5.4. ARs Regulate Sirtuin (SIRT) Activity and Show Antiaging Potential

Restriction in calorie intake has been associated with the prolonged lifespan, and despite the fact that this phenomenon was confirmed in multiple epidemiological studies and different animal models, its underlying mechanisms have not yet been revealed [48]. To date, the observations associate the reduced glucose concentration in cell growth medium with the increased expression of sirtuins, particularly SIRT1 [49]. Sirtuins (SIRTs) belong to a class of proteins with NAD+-dependent deacetylase or adenosine diphosphate-ribosyltransferase activity and have been shown to participate in diverse cell functions such as DNA repair and recombination, gene silencing, senescence, and responses to stressors [50]. ARs were demonstrated to modulate the activity of SIRT1 by affecting the enzyme structure, most likely by allosteric activation of the enzyme, with no effect on the SIRT1 expression level [51]. According to this study, ARs are able to activate sirtuins in mammalian cells, as it was demonstrated that the percentage of histone acetylation in the human monocyte cell line THP-1 significantly decreased in response to C17 AR. Mediated by another SIRT family member, namely, Sir2, ARs were shown to prolong D. melanogaster lifespan in conditions of restricted calories intake [51]. Among other things, ARs addition to the 3T3-L1 cell culture prevented triglyceride accumulation in cells, indicating ARs potential to block triglyceride synthesis in vivo [52]. Numerous studies demonstrate that ARs alter the metabolism of lipids in a SIRT-mediated pathway, likely to forestall the development of metabolic syndrome [51].
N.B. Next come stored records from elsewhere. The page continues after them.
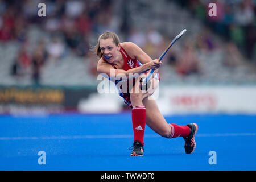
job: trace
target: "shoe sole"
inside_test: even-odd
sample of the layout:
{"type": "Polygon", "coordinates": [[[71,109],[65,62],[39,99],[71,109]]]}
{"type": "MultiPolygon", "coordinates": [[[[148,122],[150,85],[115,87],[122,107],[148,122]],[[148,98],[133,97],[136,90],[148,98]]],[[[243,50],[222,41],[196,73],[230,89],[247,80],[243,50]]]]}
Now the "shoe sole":
{"type": "Polygon", "coordinates": [[[131,154],[131,156],[143,156],[143,154],[137,154],[135,152],[133,152],[133,154],[131,154]]]}
{"type": "Polygon", "coordinates": [[[187,154],[188,154],[193,153],[193,152],[194,152],[194,151],[195,151],[195,149],[196,149],[196,140],[195,140],[195,136],[196,135],[196,133],[197,132],[198,126],[197,126],[197,125],[196,123],[193,123],[193,125],[194,125],[195,126],[196,126],[196,132],[195,132],[195,133],[194,133],[194,134],[193,134],[193,137],[192,137],[192,138],[193,138],[193,140],[194,140],[194,144],[194,144],[194,148],[193,148],[193,150],[191,152],[190,152],[190,153],[187,153],[187,154]]]}

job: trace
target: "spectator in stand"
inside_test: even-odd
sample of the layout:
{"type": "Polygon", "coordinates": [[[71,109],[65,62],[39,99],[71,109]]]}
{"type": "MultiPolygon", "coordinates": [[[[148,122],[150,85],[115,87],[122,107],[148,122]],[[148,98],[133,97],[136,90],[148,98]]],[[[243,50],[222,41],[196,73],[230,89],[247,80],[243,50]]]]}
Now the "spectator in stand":
{"type": "Polygon", "coordinates": [[[40,84],[41,69],[45,62],[44,49],[41,46],[38,46],[35,49],[32,60],[32,80],[36,85],[40,84]]]}

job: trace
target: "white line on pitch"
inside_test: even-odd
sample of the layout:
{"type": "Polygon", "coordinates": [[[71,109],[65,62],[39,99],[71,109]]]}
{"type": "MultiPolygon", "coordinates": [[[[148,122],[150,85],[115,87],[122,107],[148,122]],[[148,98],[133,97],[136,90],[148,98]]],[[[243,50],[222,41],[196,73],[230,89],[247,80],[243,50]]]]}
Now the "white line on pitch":
{"type": "MultiPolygon", "coordinates": [[[[197,137],[205,136],[255,136],[255,133],[213,133],[198,134],[197,137]]],[[[133,135],[69,135],[69,136],[2,136],[0,140],[43,140],[43,139],[97,139],[97,138],[133,138],[133,135]]],[[[161,137],[156,134],[146,134],[145,138],[161,137]]]]}

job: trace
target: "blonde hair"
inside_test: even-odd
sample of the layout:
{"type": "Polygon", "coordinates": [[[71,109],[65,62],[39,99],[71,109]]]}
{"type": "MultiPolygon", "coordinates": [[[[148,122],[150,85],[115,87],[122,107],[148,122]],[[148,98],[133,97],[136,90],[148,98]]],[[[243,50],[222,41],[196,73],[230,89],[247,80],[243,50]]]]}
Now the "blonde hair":
{"type": "Polygon", "coordinates": [[[100,40],[101,39],[106,39],[109,38],[112,38],[114,43],[115,46],[118,46],[120,43],[120,40],[118,36],[115,32],[106,31],[99,36],[98,39],[98,43],[96,46],[94,46],[94,51],[96,55],[98,57],[101,58],[103,56],[103,53],[101,52],[101,48],[100,47],[100,40]]]}

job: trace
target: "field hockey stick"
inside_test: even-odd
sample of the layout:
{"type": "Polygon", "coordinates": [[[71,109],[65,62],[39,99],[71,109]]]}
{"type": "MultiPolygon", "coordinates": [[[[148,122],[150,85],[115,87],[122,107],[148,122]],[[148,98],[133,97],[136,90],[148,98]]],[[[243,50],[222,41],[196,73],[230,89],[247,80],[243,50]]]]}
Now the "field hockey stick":
{"type": "MultiPolygon", "coordinates": [[[[183,35],[183,34],[186,32],[186,31],[187,31],[186,29],[183,30],[183,31],[181,31],[181,32],[178,35],[177,35],[174,39],[174,40],[172,40],[172,41],[171,42],[171,43],[167,47],[166,49],[164,51],[164,52],[163,52],[163,53],[162,54],[161,56],[160,56],[160,57],[159,59],[159,62],[162,60],[162,59],[164,56],[164,55],[166,54],[167,51],[170,49],[171,47],[172,47],[172,44],[174,44],[175,42],[176,42],[179,38],[180,38],[183,35]]],[[[154,71],[155,71],[154,69],[151,69],[150,71],[150,72],[147,74],[147,77],[144,80],[143,80],[143,81],[142,81],[143,82],[143,85],[146,85],[146,84],[148,81],[150,77],[151,76],[152,74],[154,73],[154,71]]]]}

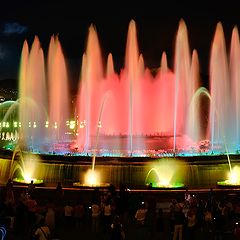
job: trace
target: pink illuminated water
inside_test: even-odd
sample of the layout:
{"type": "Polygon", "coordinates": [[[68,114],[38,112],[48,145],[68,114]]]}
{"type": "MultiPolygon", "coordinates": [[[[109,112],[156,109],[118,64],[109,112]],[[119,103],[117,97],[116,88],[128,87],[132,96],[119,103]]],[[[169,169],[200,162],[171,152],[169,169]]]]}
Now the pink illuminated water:
{"type": "Polygon", "coordinates": [[[39,151],[58,151],[64,145],[65,152],[75,149],[93,155],[196,153],[202,143],[209,142],[211,151],[235,151],[240,137],[240,44],[236,27],[229,54],[230,60],[219,23],[210,56],[210,91],[201,87],[198,53],[190,49],[186,24],[180,20],[173,68],[163,52],[161,65],[152,74],[145,66],[136,24],[131,21],[124,67],[116,73],[114,56],[109,53],[104,61],[97,31],[91,25],[72,104],[59,39],[51,38],[45,63],[36,37],[30,51],[26,42],[22,50],[21,139],[34,148],[39,146],[39,151]],[[74,115],[69,114],[70,104],[74,115]],[[70,120],[75,121],[71,130],[69,122],[66,124],[70,120]],[[29,127],[29,122],[41,127],[29,127]]]}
5.5. ARs and Wound Healing

It has been known for decades that certain ARs possess antiseptic properties along with a broad-spectrum antimicrobial activity [53, 54]. Thus, 4-hexylresorcinol was demonstrated to significantly decrease the expression of tumor necrosis factor α (TNF-α) in RAW264.7 cells and in a rat burn wound model [55]. Concurrent with TNF-α suppression, 4-hexylresorcinol also induced rapid epithelization and collagen regeneration in animals, compared to the control group. These beneficial properties of hexylresorcinol have been successfully applied in many cosmetics products with antiaging and lightening effects [56, 57].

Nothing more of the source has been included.